En France, 1,7 million de femmes sont victimes de précarité menstruelle.

Crédit photo masanyanka - stock.adobe.com
Méconnue il y a quelques années, l’expression « précarité menstruelle » a pour la première fois été employée par un président de la République en interview. Une mention symbolique qui témoigne du chemin parcouru tant par les acteurs politiques que par les structures associatives. Mais si les actions des professionnels se multiplient sur le sujet, la route reste encore longue pour accompagner au mieux les nombreuses femmes qui manquent chaque mois de protections périodiques.

« Débrouille », « stress », « gêne », « honte », « inconfort »… Autant de mots qui servent à qualifier le moment des règles pour les femmes en situation de précarité. En France, elles sont 1,7 million à manquer de protections hygiéniques chaque mois, selon une étude Ifop (1) réalisée pour Dons solidaires. Et près de 40 % des femmes bénéficiaires d’actions associatives sont concernées, avec pour conséquence qu’un tiers d’entre elles ne se changent pas suffisamment ou utilisent des protections de fortune. « Ces produits, pourtant indispensables à la vie de chaque femme, représentent une somme extrêmement importante pour certaines qui se retrouvent à devoir faire des choix budgétaires », souligne Laurence Champier, directrice générale de la Fédération française des banques alimentaires. A la difficulté financière de trouver ces protections intimes (le journal Le Monde estime le coût moyen à 10 € par cycle) s’ajoutent les problématiques d’accès à des sanitaires et points d’eau propres et gratuits. « Beaucoup nous disent que, pendant leurs règles, elles aimeraient pouvoir se doucher tous les jours, et peut-être même deux fois par jour », explique Maïwenn Abjean, directrice de l’association grenobloise Femmes SDF, qui rappelle que les temps mixtes dans les douches n’offrent pas nécessairement un cadre idéal.

Ce manque d’hygiène générale conduit parfois à des accidents graves, comme des septicémies, et s’accompagne très souvent d’une atteinte à la dignité. « Les femmes que nous rencontrons évoquent leur dépendance aux structures pour ces questions-là, pointe Maïwenn Abjean. Et il s’agit d’un sujet relevant de l’intimité, qu’il n’est pas toujours évident d’évoquer. »

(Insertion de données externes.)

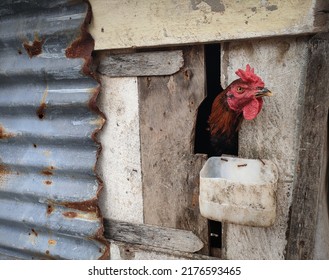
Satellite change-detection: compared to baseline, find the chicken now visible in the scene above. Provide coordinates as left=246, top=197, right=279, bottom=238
left=208, top=64, right=272, bottom=156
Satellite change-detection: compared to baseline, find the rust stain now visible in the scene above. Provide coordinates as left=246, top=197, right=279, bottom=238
left=23, top=38, right=45, bottom=58
left=61, top=199, right=99, bottom=213
left=0, top=124, right=15, bottom=139
left=37, top=103, right=47, bottom=120
left=31, top=228, right=38, bottom=236
left=47, top=204, right=55, bottom=215
left=48, top=239, right=57, bottom=246
left=0, top=164, right=11, bottom=187
left=61, top=2, right=110, bottom=259
left=36, top=85, right=48, bottom=120
left=63, top=212, right=78, bottom=219
left=65, top=3, right=96, bottom=78
left=41, top=166, right=55, bottom=176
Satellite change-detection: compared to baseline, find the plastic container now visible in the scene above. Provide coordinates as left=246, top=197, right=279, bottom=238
left=199, top=156, right=278, bottom=227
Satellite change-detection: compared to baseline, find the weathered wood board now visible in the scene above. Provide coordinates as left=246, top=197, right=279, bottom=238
left=97, top=76, right=143, bottom=223
left=104, top=219, right=204, bottom=253
left=138, top=46, right=208, bottom=253
left=110, top=240, right=214, bottom=260
left=97, top=50, right=184, bottom=77
left=287, top=34, right=329, bottom=259
left=90, top=0, right=329, bottom=50
left=221, top=37, right=309, bottom=259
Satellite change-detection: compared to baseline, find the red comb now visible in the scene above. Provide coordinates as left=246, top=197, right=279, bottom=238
left=235, top=64, right=264, bottom=87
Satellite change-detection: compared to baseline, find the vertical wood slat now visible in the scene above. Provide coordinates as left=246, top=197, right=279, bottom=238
left=97, top=75, right=143, bottom=223
left=138, top=46, right=208, bottom=253
left=222, top=37, right=309, bottom=259
left=287, top=34, right=329, bottom=259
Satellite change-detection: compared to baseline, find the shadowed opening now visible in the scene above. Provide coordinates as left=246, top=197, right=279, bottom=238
left=194, top=44, right=238, bottom=257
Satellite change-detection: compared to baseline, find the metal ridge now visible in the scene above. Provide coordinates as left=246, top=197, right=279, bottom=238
left=0, top=0, right=109, bottom=259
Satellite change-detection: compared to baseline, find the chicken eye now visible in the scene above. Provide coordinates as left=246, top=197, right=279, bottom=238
left=236, top=87, right=244, bottom=93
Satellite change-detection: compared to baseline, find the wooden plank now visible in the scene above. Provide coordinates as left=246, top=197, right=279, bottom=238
left=287, top=34, right=329, bottom=259
left=97, top=76, right=143, bottom=223
left=139, top=46, right=208, bottom=253
left=90, top=0, right=329, bottom=50
left=109, top=240, right=215, bottom=260
left=104, top=219, right=204, bottom=253
left=221, top=37, right=309, bottom=259
left=97, top=50, right=184, bottom=77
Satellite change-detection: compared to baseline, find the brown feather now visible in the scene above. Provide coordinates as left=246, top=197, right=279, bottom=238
left=208, top=91, right=242, bottom=138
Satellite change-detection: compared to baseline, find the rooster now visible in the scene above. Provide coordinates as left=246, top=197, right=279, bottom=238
left=208, top=64, right=272, bottom=156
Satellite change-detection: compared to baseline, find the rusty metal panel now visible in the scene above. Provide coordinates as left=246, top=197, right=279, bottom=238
left=0, top=0, right=109, bottom=259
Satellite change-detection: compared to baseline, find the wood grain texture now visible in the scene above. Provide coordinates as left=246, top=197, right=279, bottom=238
left=287, top=34, right=329, bottom=259
left=109, top=240, right=215, bottom=260
left=221, top=37, right=309, bottom=259
left=104, top=219, right=204, bottom=253
left=139, top=46, right=208, bottom=253
left=97, top=51, right=184, bottom=77
left=90, top=0, right=329, bottom=50
left=97, top=75, right=143, bottom=223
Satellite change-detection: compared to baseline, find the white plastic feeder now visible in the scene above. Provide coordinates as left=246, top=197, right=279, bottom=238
left=199, top=156, right=278, bottom=227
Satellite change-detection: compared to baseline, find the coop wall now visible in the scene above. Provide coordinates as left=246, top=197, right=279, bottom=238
left=91, top=0, right=329, bottom=259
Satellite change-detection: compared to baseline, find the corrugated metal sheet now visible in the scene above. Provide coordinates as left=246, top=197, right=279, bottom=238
left=0, top=0, right=108, bottom=259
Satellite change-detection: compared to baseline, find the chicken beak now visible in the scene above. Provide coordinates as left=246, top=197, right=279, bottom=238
left=255, top=88, right=273, bottom=97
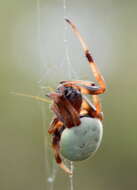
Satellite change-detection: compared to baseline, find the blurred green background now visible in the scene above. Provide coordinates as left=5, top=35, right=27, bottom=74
left=0, top=0, right=137, bottom=190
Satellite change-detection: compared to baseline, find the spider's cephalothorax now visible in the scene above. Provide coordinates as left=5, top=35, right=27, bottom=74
left=56, top=85, right=82, bottom=112
left=48, top=19, right=106, bottom=174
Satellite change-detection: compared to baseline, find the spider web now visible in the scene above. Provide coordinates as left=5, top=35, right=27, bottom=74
left=36, top=0, right=78, bottom=190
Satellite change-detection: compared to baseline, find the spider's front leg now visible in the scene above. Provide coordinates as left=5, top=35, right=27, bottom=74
left=66, top=19, right=106, bottom=94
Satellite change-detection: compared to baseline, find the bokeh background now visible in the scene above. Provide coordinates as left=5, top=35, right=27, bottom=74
left=0, top=0, right=137, bottom=190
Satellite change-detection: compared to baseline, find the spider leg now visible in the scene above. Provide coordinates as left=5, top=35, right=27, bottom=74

Une précarité aux multiples facettes

Loin de toucher uniquement les femmes sans abri, la précarité menstruelle est également une dure réalité pour les travailleuses pauvres, les détenues ou encore les étudiantes. « Cela a toujours été un sujet de fond pour nous », soutient Anna Prado De Oliveira, vice-présidente en charge de la lutte contre les discriminations à la Fédération des associations générales étudiantes (Fage). Une enquête Ipsos commandée par la fédération montre que plus de 30 % des étudiantes ont eu des difficultés à s’acheter des protections périodiques lors du premier confinement. Mais, malgré ce chiffre significatif, le sujet reste à ce jour très peu étudié. Pour pallier ce manque de données, la Fage, en partenariat avec deux autres associations, a récemment lancé une étude qui a recueilli plus de 6 000 réponses. Les résultats, qui seront prochainement dévoilés, doivent permettre au réseau d’adapter son aide et d’appuyer ses revendications auprès de différentes instances. En filigrane, ce combat vise aussi à réduire l’absentéisme dans les lycées et les universités. « Certaines étudiantes ne se rendent parfois pas en cours ou à un rendez-vous car elles ne peuvent pas se payer des protections, note Laurence Champier. Nous voulons leur permettre d’être complètement à égalité avec d’autres jeunes femmes qui, elles, ont les moyens de s’acheter ces produits. »

 

 

Pour faciliter au maximum l’accès aux protections hygiéniques, les acteurs de terrain ont recours à différents types de distribution. Au Samu social, en fonction des centres, les protections périodiques sont distribuées dans des « kits hygiène », remises sur présentation de « tickets services » ou mises à disposition dans des boîtes régulièrement approvisionnées. « Dans certaines structures, les travailleurs sociaux mettent également un panier contenant des serviettes sur leur bureau. Quand les personnes partent, ils s’aperçoivent que les protections ont été prises, détaille Marie Lazzaroni, chargée de mission “projet femmes” au Samu social. L’idée est que les femmes puissent se servir si elles n’osent pas demander. » Chez Femmes SDF, après avoir stocké les protections dans les placards de l’établissement et les avoir distribuées sur demande, le personnel opte désormais pour le libre accès. « Il y en a dans les toilettes et les salles de bains. Nous voulions qu’elles soient accessibles le plus facilement possible », rapporte Maïwenn Abjean.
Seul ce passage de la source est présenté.